5-20. The Future of Data-Driven EHS Management: Collaboration Between Humans and AI
- yutofukumoto
- Aug 21
- 2 min read
Updated: Aug 22
EHS (Environmental, Health, and Safety) management is evolving beyond traditional compliance and accident prevention. It's moving into a new phase that enables data-driven business decisions. The use of data, especially through collaboration with AI (Artificial Intelligence), is expected to play a crucial role in improving a company's risk management and sustainability. This article explains the future of data-driven EHS management and the ideal way for humans and AI to work together.
1. Characteristics of Data-Driven EHS
Data-driven EHS management is a system that uses a vast amount of data—collected from sensors, IoT devices, wearable devices, and cloud systems—to predict risks and guide improvement measures. By enabling real-time detection of anomalies and analyzing past near-miss incidents, it becomes possible to prevent accidents. Additionally, integrating this data with environmental information allows companies to directly reduce greenhouse gas emissions and improve energy efficiency.

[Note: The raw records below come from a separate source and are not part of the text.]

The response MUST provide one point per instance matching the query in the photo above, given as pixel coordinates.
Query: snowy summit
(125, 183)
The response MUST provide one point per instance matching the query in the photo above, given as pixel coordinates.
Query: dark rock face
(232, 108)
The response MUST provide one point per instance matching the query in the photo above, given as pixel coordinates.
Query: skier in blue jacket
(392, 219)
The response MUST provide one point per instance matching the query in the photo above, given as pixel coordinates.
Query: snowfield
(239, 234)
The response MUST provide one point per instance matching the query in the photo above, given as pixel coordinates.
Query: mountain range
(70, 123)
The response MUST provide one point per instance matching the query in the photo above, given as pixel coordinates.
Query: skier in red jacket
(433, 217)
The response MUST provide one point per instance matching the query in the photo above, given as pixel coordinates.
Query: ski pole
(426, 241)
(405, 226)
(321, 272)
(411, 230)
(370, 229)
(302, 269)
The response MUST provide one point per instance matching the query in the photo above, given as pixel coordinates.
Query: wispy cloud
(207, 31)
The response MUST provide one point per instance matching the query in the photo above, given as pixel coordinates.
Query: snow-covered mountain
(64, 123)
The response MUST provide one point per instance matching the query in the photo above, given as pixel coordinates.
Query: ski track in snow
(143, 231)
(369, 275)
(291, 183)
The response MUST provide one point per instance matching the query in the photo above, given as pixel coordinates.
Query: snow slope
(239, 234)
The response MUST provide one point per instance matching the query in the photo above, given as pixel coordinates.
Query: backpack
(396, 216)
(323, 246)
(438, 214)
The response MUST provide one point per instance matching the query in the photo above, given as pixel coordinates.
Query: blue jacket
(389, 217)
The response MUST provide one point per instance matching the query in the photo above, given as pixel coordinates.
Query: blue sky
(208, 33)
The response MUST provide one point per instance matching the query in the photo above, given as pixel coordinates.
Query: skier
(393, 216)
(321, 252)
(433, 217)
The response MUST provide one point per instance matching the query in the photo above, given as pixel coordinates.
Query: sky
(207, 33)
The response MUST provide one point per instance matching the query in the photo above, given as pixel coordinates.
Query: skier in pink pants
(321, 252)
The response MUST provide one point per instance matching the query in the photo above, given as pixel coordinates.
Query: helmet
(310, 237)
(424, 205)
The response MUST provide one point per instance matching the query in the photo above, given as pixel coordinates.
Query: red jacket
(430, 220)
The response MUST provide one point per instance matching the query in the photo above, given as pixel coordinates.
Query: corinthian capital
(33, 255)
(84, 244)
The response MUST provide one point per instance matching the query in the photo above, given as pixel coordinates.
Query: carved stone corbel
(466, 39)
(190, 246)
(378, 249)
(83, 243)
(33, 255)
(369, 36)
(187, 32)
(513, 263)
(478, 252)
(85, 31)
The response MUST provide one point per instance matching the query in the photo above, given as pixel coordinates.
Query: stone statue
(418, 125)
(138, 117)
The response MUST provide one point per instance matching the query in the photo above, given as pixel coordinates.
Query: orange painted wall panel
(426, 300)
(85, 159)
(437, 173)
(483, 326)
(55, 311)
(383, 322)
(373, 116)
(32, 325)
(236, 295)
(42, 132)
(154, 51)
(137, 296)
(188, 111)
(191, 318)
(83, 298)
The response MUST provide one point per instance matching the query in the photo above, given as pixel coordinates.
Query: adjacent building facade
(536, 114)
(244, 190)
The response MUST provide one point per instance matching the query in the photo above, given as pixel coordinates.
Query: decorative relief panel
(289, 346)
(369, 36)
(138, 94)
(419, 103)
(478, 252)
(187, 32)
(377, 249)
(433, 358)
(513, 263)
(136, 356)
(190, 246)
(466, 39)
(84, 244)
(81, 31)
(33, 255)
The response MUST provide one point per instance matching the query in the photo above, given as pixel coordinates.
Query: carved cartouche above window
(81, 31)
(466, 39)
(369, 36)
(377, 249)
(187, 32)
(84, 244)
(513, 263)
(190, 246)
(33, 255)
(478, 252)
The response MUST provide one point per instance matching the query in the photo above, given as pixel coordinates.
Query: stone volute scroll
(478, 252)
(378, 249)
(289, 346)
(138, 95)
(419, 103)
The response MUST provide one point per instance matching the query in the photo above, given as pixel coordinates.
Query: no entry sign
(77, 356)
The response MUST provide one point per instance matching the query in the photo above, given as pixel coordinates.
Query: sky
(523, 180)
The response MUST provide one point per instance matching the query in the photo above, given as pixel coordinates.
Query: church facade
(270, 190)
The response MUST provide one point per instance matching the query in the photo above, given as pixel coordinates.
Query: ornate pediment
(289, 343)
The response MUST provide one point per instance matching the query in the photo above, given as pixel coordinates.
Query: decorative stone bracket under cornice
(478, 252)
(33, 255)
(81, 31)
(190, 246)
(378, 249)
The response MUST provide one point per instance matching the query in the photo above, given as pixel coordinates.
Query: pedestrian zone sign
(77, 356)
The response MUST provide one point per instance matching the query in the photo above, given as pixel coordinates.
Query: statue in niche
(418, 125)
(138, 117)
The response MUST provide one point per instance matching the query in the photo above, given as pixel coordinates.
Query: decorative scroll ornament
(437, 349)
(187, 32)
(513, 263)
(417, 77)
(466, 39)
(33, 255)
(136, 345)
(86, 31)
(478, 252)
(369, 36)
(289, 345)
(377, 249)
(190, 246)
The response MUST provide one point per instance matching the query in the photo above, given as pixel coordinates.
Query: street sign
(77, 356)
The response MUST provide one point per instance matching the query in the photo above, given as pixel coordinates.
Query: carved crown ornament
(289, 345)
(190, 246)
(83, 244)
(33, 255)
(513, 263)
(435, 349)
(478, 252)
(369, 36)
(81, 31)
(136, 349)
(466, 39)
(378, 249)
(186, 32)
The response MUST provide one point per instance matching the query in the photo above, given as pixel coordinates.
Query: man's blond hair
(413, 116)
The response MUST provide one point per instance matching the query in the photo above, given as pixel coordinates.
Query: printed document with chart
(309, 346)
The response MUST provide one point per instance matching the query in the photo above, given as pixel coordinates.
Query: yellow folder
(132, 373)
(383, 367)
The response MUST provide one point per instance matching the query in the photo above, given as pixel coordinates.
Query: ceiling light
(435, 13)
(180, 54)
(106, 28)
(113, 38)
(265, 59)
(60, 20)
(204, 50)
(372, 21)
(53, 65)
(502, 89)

2. The Role of AI and Human Judgment
While AI excels at recognizing patterns in large datasets and performing predictive analysis, it cannot fully grasp on-site conditions or the psychological aspects of employees. Therefore, an ideal model is one of collaboration, where humans evaluate the risk predictions generated by AI and combine them with on-site knowledge to make decisions. For example, if an AI predicts equipment failure, a human would then conduct an on-site inspection and decide whether to perform repairs or change operational procedures.
3. Establishing a Data Platform
The future of EHS management requires building a platform that integrates data from both inside and outside the company. Centralizing data from different areas—such as occupational safety, environmental impact, compliance, and health management—and visualizing it on a dashboard will enable management to make quick decisions. From an ESG investment perspective, transparent data disclosure directly enhances corporate value.
4. Human-Centered AI Use
Even as AI becomes more prevalent, humans remain at the core of EHS management. By improving employee safety awareness and using on-site feedback to train the AI, companies can achieve more accurate risk predictions and better improvement measures. It's crucial to position AI as a supplementary tool that supports human judgment.
Conclusion
The future of data-driven EHS management lies in a collaborative model that fuses human experience with AI's analytical capabilities. By leveraging IoT, big data, and AI while keeping humans in charge of final decision-making, companies can strengthen accident prevention and reduce their environmental impact, thereby achieving sustainable business management. This is the direction in which EHS management is evolving, and it is the approach that companies must take going forward.